A tangent line to the sine function at the point $\{x_0, \sin(x_0)\}$, will intersect the sine at the points where $$(x-x_0)\cos(x_0)+\sin(x_0)-\sin(x)=0$$ The solutions to that equation looks like this:
There's the obvious $x_0=x$ solution, and all the other solutions are the same function, only shifted along the $x_0=x$ line.
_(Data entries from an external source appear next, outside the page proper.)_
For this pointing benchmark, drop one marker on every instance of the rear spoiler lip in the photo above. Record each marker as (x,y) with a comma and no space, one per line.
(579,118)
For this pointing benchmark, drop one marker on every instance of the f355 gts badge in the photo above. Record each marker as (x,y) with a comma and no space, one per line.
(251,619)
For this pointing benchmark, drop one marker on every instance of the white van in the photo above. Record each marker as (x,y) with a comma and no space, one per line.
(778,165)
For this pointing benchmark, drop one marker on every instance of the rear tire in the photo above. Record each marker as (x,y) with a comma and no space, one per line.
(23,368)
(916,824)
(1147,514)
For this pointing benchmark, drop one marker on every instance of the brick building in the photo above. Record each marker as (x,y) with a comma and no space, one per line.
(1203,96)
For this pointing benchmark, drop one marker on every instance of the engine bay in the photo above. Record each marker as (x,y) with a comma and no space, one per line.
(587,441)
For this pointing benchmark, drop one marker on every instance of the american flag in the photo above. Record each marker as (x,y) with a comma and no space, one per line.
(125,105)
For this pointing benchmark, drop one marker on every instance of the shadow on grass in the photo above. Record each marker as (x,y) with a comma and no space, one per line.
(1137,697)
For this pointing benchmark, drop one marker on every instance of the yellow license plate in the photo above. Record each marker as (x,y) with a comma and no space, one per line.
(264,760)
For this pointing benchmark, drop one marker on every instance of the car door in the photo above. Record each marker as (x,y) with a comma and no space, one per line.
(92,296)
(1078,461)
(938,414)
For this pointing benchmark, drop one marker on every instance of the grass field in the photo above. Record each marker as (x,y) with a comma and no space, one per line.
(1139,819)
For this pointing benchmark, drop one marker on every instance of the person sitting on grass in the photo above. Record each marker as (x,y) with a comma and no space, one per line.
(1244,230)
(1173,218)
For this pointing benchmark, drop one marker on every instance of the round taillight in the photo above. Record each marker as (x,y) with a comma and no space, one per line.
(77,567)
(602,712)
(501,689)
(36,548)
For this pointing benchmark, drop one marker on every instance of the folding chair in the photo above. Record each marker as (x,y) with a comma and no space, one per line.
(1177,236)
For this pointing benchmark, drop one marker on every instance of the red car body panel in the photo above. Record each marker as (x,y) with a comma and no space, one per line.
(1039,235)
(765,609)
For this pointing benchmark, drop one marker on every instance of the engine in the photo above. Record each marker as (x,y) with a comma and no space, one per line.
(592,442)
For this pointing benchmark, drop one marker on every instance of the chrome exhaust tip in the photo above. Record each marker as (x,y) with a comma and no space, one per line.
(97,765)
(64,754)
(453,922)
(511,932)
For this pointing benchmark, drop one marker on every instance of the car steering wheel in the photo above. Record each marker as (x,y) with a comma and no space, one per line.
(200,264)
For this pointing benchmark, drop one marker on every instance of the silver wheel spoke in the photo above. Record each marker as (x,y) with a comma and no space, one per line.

I'm interested in these solutions, but since they're all the same function but shifted, I'm focusing on the middle one.
If I plot just the middle one:
I've tried finding it analytically, to no avail, and functions I thought looked similar (for example $\mathrm{Si}(x)$) are not solutions to the equation.
Can anyone help me to be able to plot this function without just doing Newton steps to solve it?
I'm interested in the solution for all values of $x_0$ in the range $\left[-\frac{1}{2}\pi; \frac{1}{2}\pi\right]$ and all $x\in \mathbb{R}$ (the same as my second plot)


Let $$P(x_0,\sin(x_0))$$ then the equation of the tangent line is given by $$y=\cos(x_0)(x-x_0)+\sin(x_0)$$ so we get $$\sin(x)=\cos(x_0)(x-x_0)+\sin(x_0)$$ Substituting $x=a$ we get $$\sin(a)=\cos(x_0)(a-x_0)+\sin(x_0)$$ there is a difference to your equation, you have $$(a-x)\cos(a)+\sin(x)-\sin(a)=0$$?